"His text really led a major change in emphasis," said Shirley B. Gray, a professor of mathematics at Cal State L.A. "The previous calculus texts almost all centered on strong algebra skills developed via analytic geometry. Leithold was more or less the first to incorporate the concepts and vocabulary of set theory, a major component of 'New Math,' into the calculus curriculum of the 1960s.
"The next generation of authors always checked what they were doing," Gray added, "by looking at Leithold."
Leithold also wrote "Before Calculus," a textbook for pre-calculus students, and "The Calculus Virgin: An Artist's View of the Language of Calculus." The latter was the product of an unusual collaboration with D'Arcy Hayman, a painter, writer and longtime arts director of UNESCO, who illustrated the book with drawings inspired by calculus concepts.
By 1987, the "Calculus Guru," as Leithold was sometimes called, was helping to score Advanced Placement exams and sharing his expertise through the College Board's Advanced Placement Calculus Summer Institutes at Pepperdine and Fordham University in New York. He also taught weekend workshops for Advanced Placement teachers.
When Malibu High teacher Brian Corrigan attended one such workshop last year, his instructor mentioned that "the famous Dr. Leithold" was running a session across the hall. "A buzz of excitement ran through the room," Corrigan recalled. "That's what math teachers get crazy about. They all knew who he was."
In 1998, when Leithold was 72, a teacher who had participated in one of his institutes invited him to help launch a calculus program at Malibu High, which had opened its doors only a few years earlier on a hill above Zuma Beach. Seventy-two would probably strike few people as the right age to plunge into the caldron of hormonal excess known as high school, but Leithold was undaunted. He signed on to co-teach first- and second-year calculus as an unpaid "consultant" to the fledgling school's math department and soon was not only spreading the gospel of calculus but picking up the lingo of the youthful world he had entered. ("Straight trippin' fool" became one of his favorite expressions.)

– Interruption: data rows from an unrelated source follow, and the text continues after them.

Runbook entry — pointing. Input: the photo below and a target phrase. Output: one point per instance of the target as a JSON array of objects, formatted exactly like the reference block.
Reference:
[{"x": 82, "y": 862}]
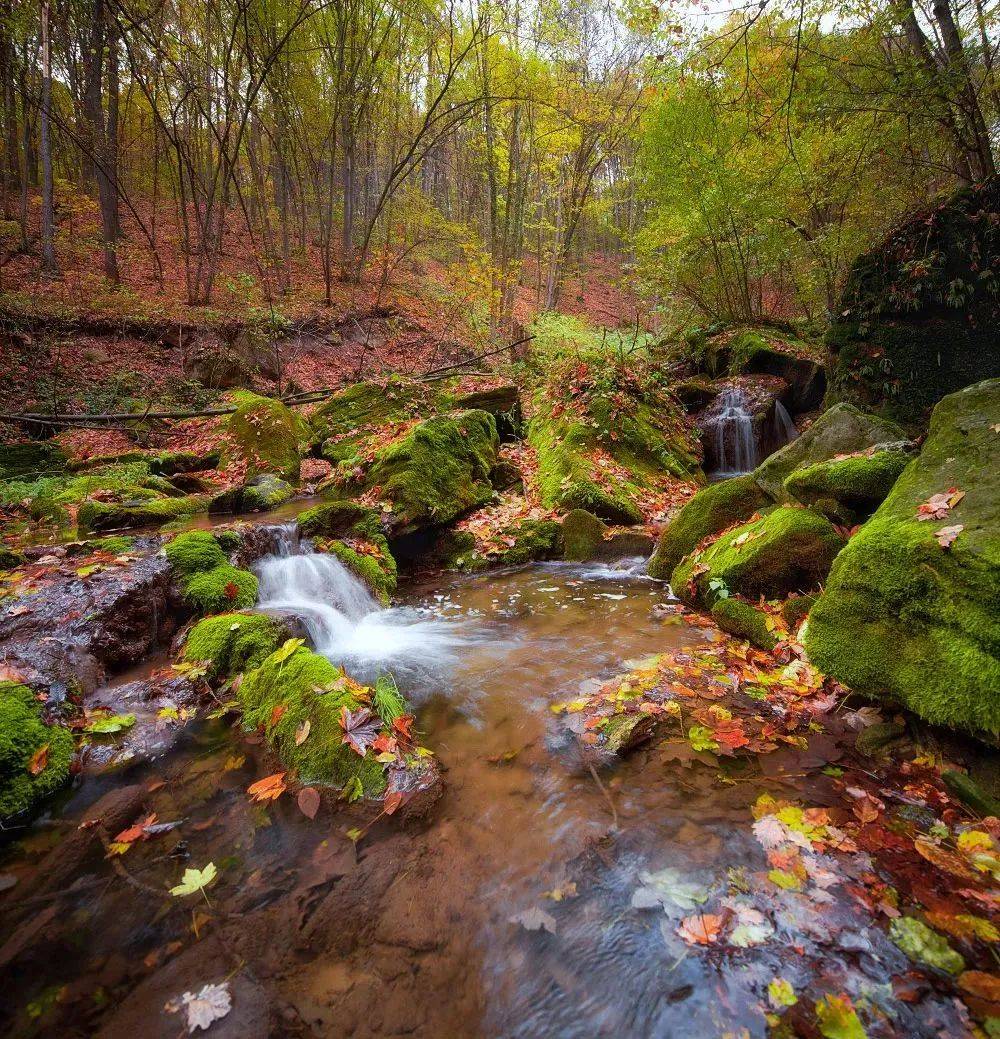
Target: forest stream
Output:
[{"x": 542, "y": 898}]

He later accepted a salary, but his friends were not surprised by his initial arrangement.
"Even at Pepperdine, he would turn his paycheck back to [the university] because he just wanted to teach calculus and make sure what he was writing in his textbook really worked," said Bob Barefoot, a longtime high school teacher in Arizona who knew Leithold for 20 years and co-taught many AP calculus institutes with him.